A guaranty of payment differs from a guaranty of collection. In the first case the guarantor agrees to pay if the principal does not; in the second he agrees to pay if the debt cannot be collected of the principal.

A continuing guaranty is an agreement to be responsible for moneys, goods, or services to be furnished the principal from time to time in the future.

87. A guaranty must be in writing. Under the Statute of Frauds (see sec. 22 ante) a promise to answer for the debt, default, or miscarriage of another must be in writing and signed by the party to be charged. Hence a guaranty of another's debt or promise must comply with this provision.

If the contract is strictly one of indemnity, namely, a promise to save another harmless from the results of some transaction into which the promisor induces him to enter, it is to be distinguished from a guaranty and need not be in writing. In such a case there are but the two parties.

Examples: 1. B promises C, an officer, that if the latter will attach D's goods he will guaranty him against loss or damage. This is an indemnity and not a guaranty, and need not be in writing. There are really but two parties here.

2. Sometimes it is very difficult to say whether a contract is one of guaranty or indemnity. B promises C that if the latter will go upon D's bail bond he (B) will make good any loss C may suffer. In England and in many American states this is treated as a contract of indemnity, while in other states it is treated as a contract of guaranty.

3. Again, the promise may be an original instead of a collateral one, in which case it is not a guaranty and need not be in writing. "If you will let B have these goods, I will pay for them." The promisor is primarily and not collaterally liable. Had he said, "I will pay for them if B does not," it would have been a guaranty.

4. Again, the promise may be to pay the debt out of funds put into the hands of the promisor for that purpose. D has moneys of C put into his hands to pay for goods sold to C by B. D promises B to pay. This is not within the Statute of Frauds. It is really a case of a trust.

In all doubtful cases it is safer to have the promise put into writing and signed. In some states it is necessary, also, that the writing should express the consideration upon which the guarantor's promise is based.

88. Consideration. When the contract of guaranty is made at the same time as the contract which it guaranties, the consideration which supports the principal's promise will also support the guarantor's.

When the contract of guaranty is made subsequent to the main contract, a new consideration is required to support it.

Examples: 1. "If you let B have these goods, I will guaranty payment for them.
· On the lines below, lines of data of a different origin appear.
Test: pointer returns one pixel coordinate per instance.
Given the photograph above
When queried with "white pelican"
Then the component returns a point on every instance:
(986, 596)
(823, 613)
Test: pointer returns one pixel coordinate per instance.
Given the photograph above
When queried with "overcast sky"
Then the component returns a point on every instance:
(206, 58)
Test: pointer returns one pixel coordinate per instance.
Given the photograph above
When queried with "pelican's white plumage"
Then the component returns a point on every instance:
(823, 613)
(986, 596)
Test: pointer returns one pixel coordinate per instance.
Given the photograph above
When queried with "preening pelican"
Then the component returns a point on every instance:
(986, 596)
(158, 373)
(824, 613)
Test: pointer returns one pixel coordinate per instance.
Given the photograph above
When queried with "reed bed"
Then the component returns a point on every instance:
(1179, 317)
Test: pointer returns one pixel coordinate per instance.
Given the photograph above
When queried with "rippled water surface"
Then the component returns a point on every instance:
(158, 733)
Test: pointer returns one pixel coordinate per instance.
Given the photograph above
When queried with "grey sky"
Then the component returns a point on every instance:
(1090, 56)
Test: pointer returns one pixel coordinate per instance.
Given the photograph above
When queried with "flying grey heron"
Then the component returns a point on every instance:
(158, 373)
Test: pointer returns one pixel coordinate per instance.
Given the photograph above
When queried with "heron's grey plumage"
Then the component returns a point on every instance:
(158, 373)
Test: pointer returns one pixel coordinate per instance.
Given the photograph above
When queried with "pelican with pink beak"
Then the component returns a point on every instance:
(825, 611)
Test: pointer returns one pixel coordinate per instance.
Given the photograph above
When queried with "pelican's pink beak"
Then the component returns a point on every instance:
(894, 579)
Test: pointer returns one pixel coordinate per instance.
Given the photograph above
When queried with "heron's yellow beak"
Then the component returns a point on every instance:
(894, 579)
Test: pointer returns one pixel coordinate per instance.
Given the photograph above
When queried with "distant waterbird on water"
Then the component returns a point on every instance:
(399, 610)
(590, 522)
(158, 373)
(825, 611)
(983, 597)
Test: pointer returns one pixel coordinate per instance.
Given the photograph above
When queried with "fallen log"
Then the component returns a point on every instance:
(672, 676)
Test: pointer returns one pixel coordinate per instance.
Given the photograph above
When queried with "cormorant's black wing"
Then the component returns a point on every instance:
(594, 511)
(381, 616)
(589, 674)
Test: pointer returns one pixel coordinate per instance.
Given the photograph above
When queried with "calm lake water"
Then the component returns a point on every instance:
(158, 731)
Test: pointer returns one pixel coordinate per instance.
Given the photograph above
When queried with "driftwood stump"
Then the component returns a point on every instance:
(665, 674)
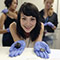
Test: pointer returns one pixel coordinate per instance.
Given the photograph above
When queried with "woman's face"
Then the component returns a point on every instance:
(27, 23)
(48, 4)
(14, 4)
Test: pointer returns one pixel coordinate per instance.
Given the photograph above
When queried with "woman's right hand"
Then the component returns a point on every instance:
(17, 48)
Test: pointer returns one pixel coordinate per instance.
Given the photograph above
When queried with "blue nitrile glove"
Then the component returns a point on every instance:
(50, 24)
(5, 11)
(8, 30)
(42, 49)
(17, 48)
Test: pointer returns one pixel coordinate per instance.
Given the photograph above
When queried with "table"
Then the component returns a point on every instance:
(28, 54)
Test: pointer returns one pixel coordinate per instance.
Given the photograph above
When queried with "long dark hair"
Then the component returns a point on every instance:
(29, 9)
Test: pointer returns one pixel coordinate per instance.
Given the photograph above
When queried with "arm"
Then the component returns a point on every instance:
(2, 20)
(41, 49)
(19, 45)
(7, 12)
(41, 33)
(13, 31)
(13, 14)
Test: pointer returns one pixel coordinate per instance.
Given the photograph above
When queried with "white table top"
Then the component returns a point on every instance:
(28, 54)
C." The delivery of the goods supports B's promise and also C's. 2. B owes A for goods already sold and delivered. C writes A, “I will guaranty B's debt to you." There must be some new consideration for this or the promise will be unenforceable. Such a consideration might be that A should bind himself to give B an extended time in which to pay.

89. Notice of acceptance by guarantee. Whether the creditor (guarantee) must notify the guarantor that he accepts the guaranty has been a very much discussed question. It is not necessary, of course, in the case of a contemporaneous guaranty, that is, a guaranty made at the same time as the main contract. The difficulty arises in a case of a guaranty as to future advances.

Example. C writes A, "I will guaranty payment of all goods you may let B have during the next year." Must A notify C that he accepts the guaranty, or will the delivery of goods to B constitute an acceptance? Generally in this country it is held that notice must be given in such a case, because the guarantor is entitled to know that his offer of guaranty has been accepted. In England and in some of our states no notice is necessary, the acceptance consisting in the doing of the act specified, that is, letting B have the goods. In view of this conflict it would always be safer to notify the guarantor that the guaranty has been accepted.

90. Notice to guarantor of the default of the principal. Whether the guarantee must notify the guarantor that the principal has defaulted in the payment or other obligation covered by the guaranty is also a disputed question. Some states require no notice, while others require notice, but do not agree as to the cases in which it must be given.

In states requiring notice these different holdings are found : 1. That the guarantor is always discharged for want of such notice if he is damaged thereby.